At the Aug. 28 council meeting, engineering and public works director Rob Niewenhuizen explained BC Transit has contacted the city to see if it has any plans to expand or improve the Shuswap Transit System for the upcoming three years.
This planning meeting happens annually and Niewenhuizen said the last BC Transit improvements, which included an extension of evening hours, was initiated in 2019 and implemented in 2021.
The City of Salmon Arm is now looking into rerouting the Shopper’s Shuttle. Currently, this service travels from the downtown Askew’s to the SmartCentres development and back again via Highway 1. The city is proposing the service be moved from the highway to the new frontage road, using the traffic signals at 20th and 30th streets SW.
“It’s much safer for the transit operators to utilize those areas and we would essentially keep the bus off the Trans-Canada Highway,” said Niewenhuizen.
Another benefit is that the shuttle could then service businesses along the frontage road such as the Westgate Public Market.
With council’s approval, the city may proceed with a expansion of a memorandum of understanding (MOU) with BC Transit, which would plan and cost out the proposed change and submit a Draft Service Plan to the province to seek matching funding required for operating and capital costs.
“There’s a number of steps that are involved with this so that’s why it’s a three year plan,” said Niewenhuizen.

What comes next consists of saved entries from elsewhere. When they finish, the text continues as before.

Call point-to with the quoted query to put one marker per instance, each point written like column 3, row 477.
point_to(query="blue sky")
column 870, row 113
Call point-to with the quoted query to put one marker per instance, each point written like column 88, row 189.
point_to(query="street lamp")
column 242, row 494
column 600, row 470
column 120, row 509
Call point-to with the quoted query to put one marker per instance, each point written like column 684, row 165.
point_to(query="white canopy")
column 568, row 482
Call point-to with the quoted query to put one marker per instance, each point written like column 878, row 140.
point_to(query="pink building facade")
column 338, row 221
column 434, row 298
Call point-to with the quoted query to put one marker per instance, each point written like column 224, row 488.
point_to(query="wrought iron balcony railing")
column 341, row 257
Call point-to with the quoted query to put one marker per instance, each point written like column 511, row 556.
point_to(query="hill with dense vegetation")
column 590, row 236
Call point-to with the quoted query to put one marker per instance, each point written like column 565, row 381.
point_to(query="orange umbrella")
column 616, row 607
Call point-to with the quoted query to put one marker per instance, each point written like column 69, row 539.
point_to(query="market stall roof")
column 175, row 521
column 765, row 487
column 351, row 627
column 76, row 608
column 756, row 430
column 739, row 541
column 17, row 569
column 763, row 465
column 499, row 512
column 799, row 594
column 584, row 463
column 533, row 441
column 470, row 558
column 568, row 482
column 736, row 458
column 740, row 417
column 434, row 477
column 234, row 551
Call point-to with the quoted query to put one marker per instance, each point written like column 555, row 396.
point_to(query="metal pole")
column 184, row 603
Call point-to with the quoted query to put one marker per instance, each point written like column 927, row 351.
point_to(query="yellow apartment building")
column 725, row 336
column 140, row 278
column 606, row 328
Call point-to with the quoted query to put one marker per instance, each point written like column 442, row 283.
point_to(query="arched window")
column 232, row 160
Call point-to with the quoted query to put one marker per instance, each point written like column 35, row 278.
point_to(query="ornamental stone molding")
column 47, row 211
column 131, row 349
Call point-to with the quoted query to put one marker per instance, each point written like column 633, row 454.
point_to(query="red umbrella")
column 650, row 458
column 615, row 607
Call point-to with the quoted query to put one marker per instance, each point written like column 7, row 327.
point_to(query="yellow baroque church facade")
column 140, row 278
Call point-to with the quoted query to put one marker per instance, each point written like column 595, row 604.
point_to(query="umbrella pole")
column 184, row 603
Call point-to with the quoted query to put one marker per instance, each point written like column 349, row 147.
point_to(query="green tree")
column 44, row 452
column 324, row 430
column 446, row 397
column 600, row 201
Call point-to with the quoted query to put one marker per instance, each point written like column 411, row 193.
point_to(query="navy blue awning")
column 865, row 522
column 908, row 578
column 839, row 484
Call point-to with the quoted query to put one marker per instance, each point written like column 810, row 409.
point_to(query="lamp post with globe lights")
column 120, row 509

Not included in the MOU was a proposed new transit stop in front of the 5th Avenue 50-plus Activity Centre. Niewenhuizen said BC Transit planners are still working on an option for that, and noted the rise at the corner of 5th Avenue and Shuswap Street “may be a bit of a problem.”
City council has received letters from residents and activity centre staff requesting a bus stop at the 5th Avenue location.
“It has come to my attention that there is a number of patrons that are no longer able to drive and depend on the kindness of friends and other regular participants of the centre for rides to and from their activity because there is no stop in front of the centre,” wrote concerned citizen Anita Stump.
“As a person that is fortunate enough to still have a licence, I am called on to be one of those people. I am hoping to have this issue resolved before it’s my time to require the service of the transit system.”
However, Niewenhuizen support of the MOU is not binding; BC Transit “still has to come back to council with what the costs will eventually be.”
Asked who would determine where the stops would be along the frontage road, Niewenhuizen said it would be city staff, which is already considering possible locations for a stop, including one at Westgate.
“Our local transit system operators are very good at providing recommendations on where they feel stops should be so if we don’t get it right the first time we could have one in between,” said Niewenhuizen.
Council was supportive of the changes proposed for the MOU, and Mayor Alan Harrison was hopeful BC Transit could figure out an option for a stop at the activity centre.
“I understand the hill…,” commented Harrison. “Conversely, right now the seniors have to walk that hill and they’re not on a bus. If we need to make that argument with BC Transit… I feel pretty strongly about this one and hopefully they’ll be able to solve it for us.”